Yeah, but how?   :Shocked: 

----------

## m.mascherpa

oh my...

and i thought i'd read the whole README...

sorry for asking.

besides, i found this words that might be VERY interesting

in my case:

 *Quote:*   

> 
> 
> On Linux systems, you will notice that the server is always running as root.
> 
> This is intentional, and more secure that servers who are changing their
> ...

 

so it turns out that pureftpd works the same way apache does,

as darktux was pointing out.

thanks guys  :Smile: 

----------

## bsolar

Something I didn't know, so that wasn't useless at all.  :Cool: 

Btw. this was introducted in the last version and the developers are doing a major reimplementation oriented to the new feature.
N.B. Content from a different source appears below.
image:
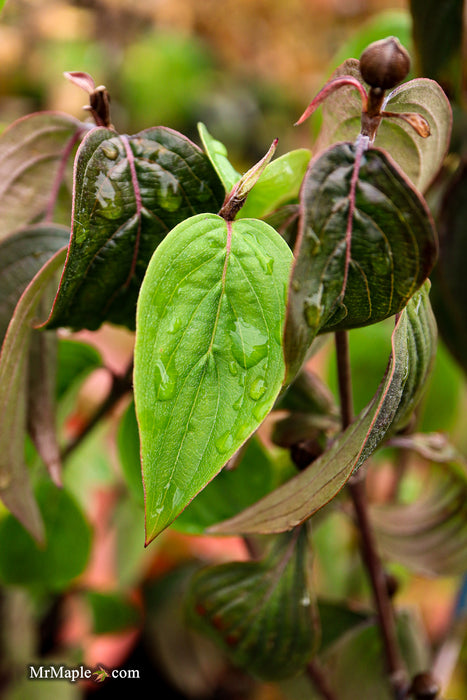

We'll see...  :Rolling Eyes: 

----------

## meetra

--with-privsep

enable privilege separation.

add this line to the ebuild you like, or just ./configure --with-privsep (and the other options).

----------

## m.mascherpa

 *meetra wrote:*   

> --with-privsep
> 
> enable privilege separation.
> 
> add this line to the ebuild you like, or just ./configure --with-privsep (and the other options).

 

yep.

--with-everything doesn't include this feature,

we must activate it manually.

maybe it's the case to notice the ebuild mantainer

to include this option, maybe with an ebuild-spcific

USE flag or something.  :Smile: 

----------

## darktux

 *mush wrote:*   

>  *meetra wrote:*   --with-privsep
> 
> enable privilege separation.
> 
> add this line to the ebuild you like, or just ./configure --with-privsep (and the other options). 
> ...

 

Yhea! USE="security-please" emerge pure-ftpd   :Wink: 

----------